An essential part of an estate plan for a young family is the nomination of guardian of minor children.  If the unthinkable happens, you want to provide a judge with guidance of who you trust to raise your children if you’re unable to.  The alternative is that a judge who you’ve never met will be making the decision for you!  There are many things for you to consider in making this nomination. As with anything so personal, how you prioritize the factors is unique to your own values.

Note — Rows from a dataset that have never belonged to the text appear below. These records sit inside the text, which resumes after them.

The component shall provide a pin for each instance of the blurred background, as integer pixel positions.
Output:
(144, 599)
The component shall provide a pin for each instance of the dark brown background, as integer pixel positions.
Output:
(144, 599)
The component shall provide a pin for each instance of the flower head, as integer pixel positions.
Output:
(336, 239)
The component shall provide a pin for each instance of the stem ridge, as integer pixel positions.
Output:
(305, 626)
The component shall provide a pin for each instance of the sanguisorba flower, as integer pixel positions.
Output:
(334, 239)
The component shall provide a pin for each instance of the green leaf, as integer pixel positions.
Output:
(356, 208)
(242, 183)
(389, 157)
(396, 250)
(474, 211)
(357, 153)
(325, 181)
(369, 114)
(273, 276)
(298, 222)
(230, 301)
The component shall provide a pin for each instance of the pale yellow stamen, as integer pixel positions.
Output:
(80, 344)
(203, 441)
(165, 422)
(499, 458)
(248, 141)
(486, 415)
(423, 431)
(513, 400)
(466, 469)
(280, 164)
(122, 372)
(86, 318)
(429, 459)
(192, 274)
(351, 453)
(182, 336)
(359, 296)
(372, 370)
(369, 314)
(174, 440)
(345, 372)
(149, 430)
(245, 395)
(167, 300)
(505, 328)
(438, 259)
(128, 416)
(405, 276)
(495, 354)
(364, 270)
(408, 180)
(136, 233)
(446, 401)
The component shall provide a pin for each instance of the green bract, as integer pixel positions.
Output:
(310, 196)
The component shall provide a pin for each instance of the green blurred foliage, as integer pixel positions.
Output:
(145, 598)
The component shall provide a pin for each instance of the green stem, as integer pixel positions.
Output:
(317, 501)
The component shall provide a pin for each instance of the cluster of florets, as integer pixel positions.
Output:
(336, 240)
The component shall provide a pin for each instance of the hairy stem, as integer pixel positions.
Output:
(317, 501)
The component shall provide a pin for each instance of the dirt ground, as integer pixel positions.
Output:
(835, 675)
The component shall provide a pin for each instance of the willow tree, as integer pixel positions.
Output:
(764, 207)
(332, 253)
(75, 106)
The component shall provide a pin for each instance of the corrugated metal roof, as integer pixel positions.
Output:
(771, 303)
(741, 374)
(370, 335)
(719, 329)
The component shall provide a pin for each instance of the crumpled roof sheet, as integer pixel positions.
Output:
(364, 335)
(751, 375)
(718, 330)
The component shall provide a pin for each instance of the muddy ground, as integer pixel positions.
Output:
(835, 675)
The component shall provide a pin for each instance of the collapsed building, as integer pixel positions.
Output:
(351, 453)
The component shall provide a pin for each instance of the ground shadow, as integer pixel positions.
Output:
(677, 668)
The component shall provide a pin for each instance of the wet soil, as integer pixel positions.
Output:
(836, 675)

Here are a few things to consider:

  1. Relationship with kids.  If you die, your kids are going to be going through a lot of transition.  They will likely be moving homes, potentially starting new schools, adapting to new rules and expectations. Not to mention managing their own grief process.  An important consideration is whether your children have a relationship with your nominated guardian (NG) and how they connect.
  2. Shared values, or a willingness to support your values.  While it isn’t essential that your nominated guardians are in the same religion or have the same thoughts on higher education, you’ll want to be sure that your nominated guardians are willing to support those values and morals that are important to you.  If you insist that your children are raised vegetarians, will your nominated guardians learn how to bake tofu?
  3. Availability. Sometimes the perfect guardian is perfect in name only.  It is essential you think through the practical reality of what adding your children to your nominated guardian’s lives will look like.  Do your NGs have other children who your kids will meld well with?  Will your NGs be able to jump back into diapers if they are years away from an empty nest?  Do your kids have (or your NG’s kids) have any special needs that should be factored into the decision?
  4. Location. Are you comfortable with your children being raised in the area where your NG lives?  Is your NG open to moving into your home?
  5. Financial stability. You’re always hopeful that you’ve set things up such that if you die your kids are well taken care of financially, whether that is through sale of a home or life insurance.  But adding children to a NGs family may require them to move to a large home, take time off work to manage the household, etc.  These are things you’ll want to discuss with your estate planning attorney and financial advisor.  Importantly, you can nominate different people to act as your children’s guardian and the guardian of your children’s estate!
  6. Connecting both sides of the family. It may be important to consider whether your NG is willing to ensure your children continue to be connected to both sides of your family, if this is important to you.  Will your NG proactively maintain and strengthen familial ties?  Alternatively, if you have strong feelings about boundaries, will your NG recognize and support those boundaries?

Review Every 5 Years

As with any estate planning decision, it is essential to review your decision regularly—at least every 5 years—and at any important life changes (yours or your NG’s!).  While your NG might be the best NG for your one child, after you’ve grown your family to three children, you’ll want to ensure they are still the best choice.  This also applies if you or your NG move or experience a life event (marriage, divorce) that could impact whether the NG is still the best person/couple for the role.  You can also take the opportunity to provide specific guidance against a certain person being guardian of your children, for whatever reason you think is important!  Your input is important and the judge will want to hear from you!

Talk About Your Decisions

Finally, we suggest that you discuss your decision with your loved ones as you make your decision.  There may be factors you are unaware of that would impact their ability to act as guardian.  This gives you the opportunity to share your values, goals, and hopes for your children with people who may be in the position of guiding them in your place.

If you are struggling with the decision of who to nominate as your minor children’s guardian, you may consider memorializing your concerns and goals.  If something happens to you and a judge is appointing a guardian, this may be the closest you’ll have to being a voice in the courtroom.